RIVIGO Reporting Platform

8 August 2019
Architecture

This article talks about how the engineers at RIVIGO Labs built a serverless, cost-effective reporting platform that helps convert data into valuable insights.


 

Is Data the new Gold?

 

Yes, it is, but gold has to pass through fire to realize its value. Similarly, data must be refined and converted into valuable insights to qualify for the tag of “New Gold”.

Rivigo, at its core, is a data-driven organization and we generate lots of data. It’s important for us to convert this data into gold to drive  business decisions. Here is how we have built end to end reporting platform to convert our data into gold. The reporting platform is built completely on AWS a mostly using server-less architecture to minimize costs, and we call it lean reporting.

 

Services needed for Reporting Platform

 

Following is the overall architecture of the reporting platform we built. We will talk about each service in detail in the subsequent section.

 

Ingestion Service

The first step is to bring all the data to the data lake. We have built our data lake on Amazon S3 Storage. We needed one service which supports different sources and sinks to load data for batch processing. Hence we built an inhouse service called “Vaayu” which is highly configurable in-terms of a source of data. It can be configured as follows:

source {
  type = "jdbc"
  url = "jdbc:mysql://server-name.com:3306/dbname"
  dbtable = "dbname.tablename"
  ssm-path = "/test/db/prod/read/"
  aws-region = "ap-south-1"
  user = "???"
  password = "???"
  fetchsize = "20000"
}
sink {
  type = "s3"
  bucket = "bucket-name"
  folder = "ingestion/vaayu/dbname_tablename/"
  format = "parquet"
  save_mode = "error"
}
spark {
  app.name = "ingestion"
}
schema {
  epoch_cols = ["last_updated_date", "created_date"]
  numeric_cols = ["latitude", "longitude", "rating"]
  bool_cols = [is_active]
}

This service runs on EMR and ingests data from different sources and dumps data in time/date portioned directories on S3. We use parquet as the file format which is a columnar storage format. Parquet enables our downstream job to optimize the read due to columnar nature. There are other options like ORC which is equally good and well supported.

 

ETL Jobs

Every data source we ingest from “Vaayu” needs to be enriched and annotated with other data sources before it can become really useful.

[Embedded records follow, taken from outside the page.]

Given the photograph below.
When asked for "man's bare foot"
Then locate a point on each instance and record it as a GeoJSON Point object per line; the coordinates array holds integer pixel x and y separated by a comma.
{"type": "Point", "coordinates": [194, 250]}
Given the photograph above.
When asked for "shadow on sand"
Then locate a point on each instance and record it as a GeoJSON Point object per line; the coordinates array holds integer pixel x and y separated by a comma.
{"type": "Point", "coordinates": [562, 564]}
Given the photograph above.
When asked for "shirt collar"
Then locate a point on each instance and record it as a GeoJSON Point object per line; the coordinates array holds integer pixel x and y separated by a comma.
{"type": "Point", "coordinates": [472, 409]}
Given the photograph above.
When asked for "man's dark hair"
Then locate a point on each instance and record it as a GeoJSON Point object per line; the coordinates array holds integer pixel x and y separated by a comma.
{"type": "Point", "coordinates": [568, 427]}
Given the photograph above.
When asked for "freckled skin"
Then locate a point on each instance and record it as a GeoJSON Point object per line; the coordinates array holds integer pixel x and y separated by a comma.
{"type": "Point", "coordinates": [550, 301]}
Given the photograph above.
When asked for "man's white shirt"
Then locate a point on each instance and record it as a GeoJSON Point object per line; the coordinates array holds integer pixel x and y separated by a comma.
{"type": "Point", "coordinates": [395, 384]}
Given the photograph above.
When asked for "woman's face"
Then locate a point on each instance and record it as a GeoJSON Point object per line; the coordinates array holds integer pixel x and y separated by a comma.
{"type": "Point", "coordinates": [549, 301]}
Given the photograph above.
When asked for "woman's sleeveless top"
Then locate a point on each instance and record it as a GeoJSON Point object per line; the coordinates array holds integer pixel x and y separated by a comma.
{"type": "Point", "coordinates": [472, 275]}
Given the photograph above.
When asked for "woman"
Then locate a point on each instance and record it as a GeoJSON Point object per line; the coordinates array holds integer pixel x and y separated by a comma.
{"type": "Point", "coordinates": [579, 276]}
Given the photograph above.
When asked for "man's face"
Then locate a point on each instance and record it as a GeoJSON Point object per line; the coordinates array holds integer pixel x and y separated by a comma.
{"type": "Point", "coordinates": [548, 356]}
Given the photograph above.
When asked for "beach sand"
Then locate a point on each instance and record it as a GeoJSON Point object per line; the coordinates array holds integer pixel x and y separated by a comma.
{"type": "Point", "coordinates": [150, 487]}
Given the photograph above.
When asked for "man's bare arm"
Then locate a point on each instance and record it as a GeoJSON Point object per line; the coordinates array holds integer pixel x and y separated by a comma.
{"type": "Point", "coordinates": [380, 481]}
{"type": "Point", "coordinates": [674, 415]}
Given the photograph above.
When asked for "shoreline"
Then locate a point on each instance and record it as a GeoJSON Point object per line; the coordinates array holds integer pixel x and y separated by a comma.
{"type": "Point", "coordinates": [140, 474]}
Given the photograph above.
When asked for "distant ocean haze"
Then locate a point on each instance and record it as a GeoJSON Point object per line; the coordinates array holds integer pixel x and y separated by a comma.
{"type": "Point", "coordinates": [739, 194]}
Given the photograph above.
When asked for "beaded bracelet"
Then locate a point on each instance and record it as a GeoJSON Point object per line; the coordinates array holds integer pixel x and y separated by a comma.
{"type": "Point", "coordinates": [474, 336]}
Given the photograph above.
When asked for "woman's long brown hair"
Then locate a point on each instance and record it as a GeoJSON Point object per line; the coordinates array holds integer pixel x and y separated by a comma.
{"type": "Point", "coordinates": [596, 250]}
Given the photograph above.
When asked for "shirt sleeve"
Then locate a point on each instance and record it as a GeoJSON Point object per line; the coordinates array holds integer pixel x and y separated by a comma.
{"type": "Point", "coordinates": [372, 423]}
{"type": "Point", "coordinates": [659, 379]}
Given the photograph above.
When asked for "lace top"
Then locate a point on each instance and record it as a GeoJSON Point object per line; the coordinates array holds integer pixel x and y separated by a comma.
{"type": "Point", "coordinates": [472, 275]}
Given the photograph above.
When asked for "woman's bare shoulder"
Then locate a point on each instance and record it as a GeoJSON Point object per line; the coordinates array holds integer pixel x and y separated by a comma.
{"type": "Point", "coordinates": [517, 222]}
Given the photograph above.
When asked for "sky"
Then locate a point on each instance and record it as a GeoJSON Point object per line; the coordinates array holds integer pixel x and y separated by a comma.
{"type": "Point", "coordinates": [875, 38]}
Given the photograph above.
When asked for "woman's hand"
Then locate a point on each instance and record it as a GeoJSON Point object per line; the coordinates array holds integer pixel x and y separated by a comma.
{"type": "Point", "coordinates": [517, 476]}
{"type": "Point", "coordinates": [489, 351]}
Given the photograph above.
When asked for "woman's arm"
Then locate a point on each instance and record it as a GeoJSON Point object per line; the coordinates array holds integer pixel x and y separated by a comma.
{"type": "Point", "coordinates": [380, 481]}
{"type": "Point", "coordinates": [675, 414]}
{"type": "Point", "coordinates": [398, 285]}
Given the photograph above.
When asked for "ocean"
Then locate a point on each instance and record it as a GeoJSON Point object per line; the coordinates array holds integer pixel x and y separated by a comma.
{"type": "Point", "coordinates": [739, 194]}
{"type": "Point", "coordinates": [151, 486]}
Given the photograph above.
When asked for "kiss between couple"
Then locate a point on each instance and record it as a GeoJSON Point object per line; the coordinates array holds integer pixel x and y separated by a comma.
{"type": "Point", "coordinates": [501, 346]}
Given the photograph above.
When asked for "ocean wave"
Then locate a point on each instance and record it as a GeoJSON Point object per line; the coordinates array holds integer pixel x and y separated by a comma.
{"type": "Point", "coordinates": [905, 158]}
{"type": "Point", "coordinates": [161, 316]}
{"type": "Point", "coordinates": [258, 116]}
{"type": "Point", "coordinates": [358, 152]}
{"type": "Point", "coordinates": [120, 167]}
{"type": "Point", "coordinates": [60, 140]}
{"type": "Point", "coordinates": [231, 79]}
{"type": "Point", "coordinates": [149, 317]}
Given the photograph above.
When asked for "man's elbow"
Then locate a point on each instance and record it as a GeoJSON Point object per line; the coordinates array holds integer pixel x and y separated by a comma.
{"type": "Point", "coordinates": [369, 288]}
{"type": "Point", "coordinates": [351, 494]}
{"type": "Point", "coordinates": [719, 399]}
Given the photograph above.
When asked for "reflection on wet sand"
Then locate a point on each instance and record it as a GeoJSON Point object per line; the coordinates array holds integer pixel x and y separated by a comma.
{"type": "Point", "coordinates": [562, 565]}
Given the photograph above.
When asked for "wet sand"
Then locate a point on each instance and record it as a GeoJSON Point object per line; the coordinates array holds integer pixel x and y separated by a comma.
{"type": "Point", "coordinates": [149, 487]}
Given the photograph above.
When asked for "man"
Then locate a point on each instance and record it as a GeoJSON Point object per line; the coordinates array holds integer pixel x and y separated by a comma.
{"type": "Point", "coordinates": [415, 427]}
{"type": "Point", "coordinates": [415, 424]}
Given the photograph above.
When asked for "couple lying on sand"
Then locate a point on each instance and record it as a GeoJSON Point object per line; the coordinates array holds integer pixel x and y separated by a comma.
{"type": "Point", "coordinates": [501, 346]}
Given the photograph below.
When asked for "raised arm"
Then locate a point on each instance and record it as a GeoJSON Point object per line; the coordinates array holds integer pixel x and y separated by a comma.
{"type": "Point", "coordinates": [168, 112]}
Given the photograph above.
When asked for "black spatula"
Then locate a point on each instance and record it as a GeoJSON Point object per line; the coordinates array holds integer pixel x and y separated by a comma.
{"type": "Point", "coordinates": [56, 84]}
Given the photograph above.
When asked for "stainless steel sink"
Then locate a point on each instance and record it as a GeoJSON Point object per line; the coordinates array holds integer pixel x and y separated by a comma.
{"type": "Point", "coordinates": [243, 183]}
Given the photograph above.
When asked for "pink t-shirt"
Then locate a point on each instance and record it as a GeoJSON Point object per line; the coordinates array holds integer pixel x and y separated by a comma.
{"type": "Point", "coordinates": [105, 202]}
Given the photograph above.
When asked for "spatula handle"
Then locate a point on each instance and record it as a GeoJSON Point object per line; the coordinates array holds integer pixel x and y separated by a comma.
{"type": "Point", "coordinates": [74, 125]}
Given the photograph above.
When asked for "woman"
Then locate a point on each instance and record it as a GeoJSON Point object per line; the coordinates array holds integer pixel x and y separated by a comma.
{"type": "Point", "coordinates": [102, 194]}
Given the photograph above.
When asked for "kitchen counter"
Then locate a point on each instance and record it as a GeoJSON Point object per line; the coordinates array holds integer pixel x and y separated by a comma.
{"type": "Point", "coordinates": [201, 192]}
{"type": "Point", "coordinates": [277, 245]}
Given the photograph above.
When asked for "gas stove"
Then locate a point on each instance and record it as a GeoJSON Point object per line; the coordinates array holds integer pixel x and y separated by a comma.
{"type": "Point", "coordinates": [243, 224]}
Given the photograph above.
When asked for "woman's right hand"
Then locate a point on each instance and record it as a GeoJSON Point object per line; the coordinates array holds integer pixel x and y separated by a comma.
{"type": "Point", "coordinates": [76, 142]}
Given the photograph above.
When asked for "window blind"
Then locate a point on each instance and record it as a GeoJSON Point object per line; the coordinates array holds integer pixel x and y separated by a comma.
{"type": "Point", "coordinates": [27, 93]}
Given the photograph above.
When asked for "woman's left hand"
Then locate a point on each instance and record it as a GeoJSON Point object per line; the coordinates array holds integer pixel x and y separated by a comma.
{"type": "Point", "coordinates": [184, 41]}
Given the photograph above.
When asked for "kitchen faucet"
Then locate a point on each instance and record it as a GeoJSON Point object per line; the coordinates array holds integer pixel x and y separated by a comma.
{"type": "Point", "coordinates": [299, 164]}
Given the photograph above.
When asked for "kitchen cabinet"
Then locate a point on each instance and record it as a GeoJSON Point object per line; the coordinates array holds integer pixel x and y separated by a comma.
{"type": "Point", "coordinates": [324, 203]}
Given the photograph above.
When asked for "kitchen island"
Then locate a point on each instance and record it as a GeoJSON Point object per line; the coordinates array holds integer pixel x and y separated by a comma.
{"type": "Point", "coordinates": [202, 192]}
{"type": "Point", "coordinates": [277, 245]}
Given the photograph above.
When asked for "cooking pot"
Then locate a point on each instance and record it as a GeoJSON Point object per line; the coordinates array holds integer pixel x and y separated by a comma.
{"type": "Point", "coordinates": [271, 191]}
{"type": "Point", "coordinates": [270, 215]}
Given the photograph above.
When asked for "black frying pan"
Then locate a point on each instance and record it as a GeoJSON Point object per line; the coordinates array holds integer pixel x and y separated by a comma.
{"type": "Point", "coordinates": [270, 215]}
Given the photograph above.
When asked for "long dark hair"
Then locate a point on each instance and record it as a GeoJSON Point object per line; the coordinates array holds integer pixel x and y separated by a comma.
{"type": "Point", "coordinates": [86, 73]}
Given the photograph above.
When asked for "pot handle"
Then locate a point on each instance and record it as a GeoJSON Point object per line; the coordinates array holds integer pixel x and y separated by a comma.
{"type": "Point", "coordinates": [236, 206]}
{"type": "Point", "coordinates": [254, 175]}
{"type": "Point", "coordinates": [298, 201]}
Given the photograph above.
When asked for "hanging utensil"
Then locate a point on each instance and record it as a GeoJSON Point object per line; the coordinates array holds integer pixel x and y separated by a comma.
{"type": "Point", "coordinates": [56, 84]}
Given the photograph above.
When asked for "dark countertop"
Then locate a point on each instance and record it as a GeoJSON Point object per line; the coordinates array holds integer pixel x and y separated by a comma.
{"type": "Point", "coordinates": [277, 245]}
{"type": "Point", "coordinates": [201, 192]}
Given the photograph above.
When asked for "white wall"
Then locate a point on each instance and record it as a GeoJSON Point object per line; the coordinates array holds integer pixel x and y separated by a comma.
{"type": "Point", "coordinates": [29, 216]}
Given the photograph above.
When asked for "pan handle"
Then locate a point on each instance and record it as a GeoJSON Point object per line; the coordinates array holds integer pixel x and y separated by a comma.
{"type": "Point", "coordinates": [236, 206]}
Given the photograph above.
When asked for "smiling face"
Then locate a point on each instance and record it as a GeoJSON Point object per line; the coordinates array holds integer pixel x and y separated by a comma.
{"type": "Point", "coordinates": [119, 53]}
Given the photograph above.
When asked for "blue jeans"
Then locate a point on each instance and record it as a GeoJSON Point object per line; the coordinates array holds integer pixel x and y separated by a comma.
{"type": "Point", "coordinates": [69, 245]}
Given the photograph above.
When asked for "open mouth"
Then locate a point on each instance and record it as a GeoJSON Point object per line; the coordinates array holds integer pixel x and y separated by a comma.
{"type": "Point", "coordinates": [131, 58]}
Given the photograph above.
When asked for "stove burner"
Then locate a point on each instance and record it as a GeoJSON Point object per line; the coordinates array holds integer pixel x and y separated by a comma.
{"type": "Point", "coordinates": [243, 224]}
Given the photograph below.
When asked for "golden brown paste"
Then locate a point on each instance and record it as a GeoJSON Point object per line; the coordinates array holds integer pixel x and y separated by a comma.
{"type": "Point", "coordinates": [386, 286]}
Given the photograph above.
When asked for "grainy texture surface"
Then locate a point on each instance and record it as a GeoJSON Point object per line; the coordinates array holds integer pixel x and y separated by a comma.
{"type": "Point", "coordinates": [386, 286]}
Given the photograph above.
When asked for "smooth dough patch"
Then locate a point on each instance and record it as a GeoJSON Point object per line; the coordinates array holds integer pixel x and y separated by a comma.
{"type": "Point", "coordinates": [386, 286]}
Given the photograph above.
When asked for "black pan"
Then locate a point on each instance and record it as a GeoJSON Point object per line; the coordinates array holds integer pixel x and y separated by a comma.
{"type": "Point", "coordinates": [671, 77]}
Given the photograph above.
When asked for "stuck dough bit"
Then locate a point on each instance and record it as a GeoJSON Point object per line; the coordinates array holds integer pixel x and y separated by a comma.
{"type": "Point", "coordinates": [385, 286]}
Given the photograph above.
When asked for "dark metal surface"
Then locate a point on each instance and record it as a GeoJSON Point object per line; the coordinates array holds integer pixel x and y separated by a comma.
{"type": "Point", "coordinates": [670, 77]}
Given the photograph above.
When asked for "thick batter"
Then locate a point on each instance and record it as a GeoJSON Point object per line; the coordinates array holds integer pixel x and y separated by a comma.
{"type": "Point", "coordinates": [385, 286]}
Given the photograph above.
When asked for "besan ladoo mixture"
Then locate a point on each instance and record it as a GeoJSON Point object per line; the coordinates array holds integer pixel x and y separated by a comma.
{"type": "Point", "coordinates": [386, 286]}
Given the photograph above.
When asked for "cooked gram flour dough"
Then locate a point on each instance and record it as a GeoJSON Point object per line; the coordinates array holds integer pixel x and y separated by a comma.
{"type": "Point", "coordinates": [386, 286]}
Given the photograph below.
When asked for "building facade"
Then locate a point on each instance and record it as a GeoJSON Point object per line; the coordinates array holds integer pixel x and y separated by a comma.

We have chosen spark for ETL processing on the data. We built a multi-module project which supports writing ETL either in scala or python as spark support both programming interfaces. All common functions like time/partitions handling, spark configuration, job config parsing, and common annotations and computations are provided by the framework so any new ETL job for a report can be quickly added.

Each job has its own configuration file which defines all job level configs.

Jobs can run either in live mode (Processing current data) Or replay mode (Processing some old-time range data).

Example: Command to run a job in live mode:

spark-submit
--deploy-mode cluster
--master yarn
--class com.rivigo.dsetl.app.MainDriver
<path/to/dsetl/jar>
--app-name <application_name>
--day-lag 1

Example: Command to run a job in replay mode:

spark-submit
--deploy-mode cluster
--master yarn
--class com.rivigo.dsetl.app.MainDriver
<path/to/dsetl/jar>
--app-name <application_name>
--start-time <2019-07-08>--end-time <2019-07-08>

Debugging spark jobs on EMR is not as intutive as it is on other data platforms, thats where this blog has really helped us.  Once proxy setting is done as mentioned in blog, spark history server UI and yarn resource manager UI can be accessed for debugging and performance optmization  of spark jobs.

Meta Store

Meta store is needed to maintain metadata about databases and table definitions in a central catalog. Processed data as the output of ETL has to be made available for a query using SQL like interfaces. For that, we need to store metadata about processed data like a path of files on S3, a schema of tables, the format of data (Parquet) here, etc and corresponding database name and table name mapping. Hive is most commonly used for this purpose. It provides a hive meta store as well as HQL. We have used Data catalog provided with AWS Service Glue. Registering data into Glue can be done via either Glue crawler or using Glue Catalog API. We are using API as we have integrated API as part of tejaspy for Serverless Feature Store details available here.

 

Query Engine

Once the data is made available in Glue catalog it can be queried using Athena service. It is completely serverless. If used effectively it gives significant cost benefits.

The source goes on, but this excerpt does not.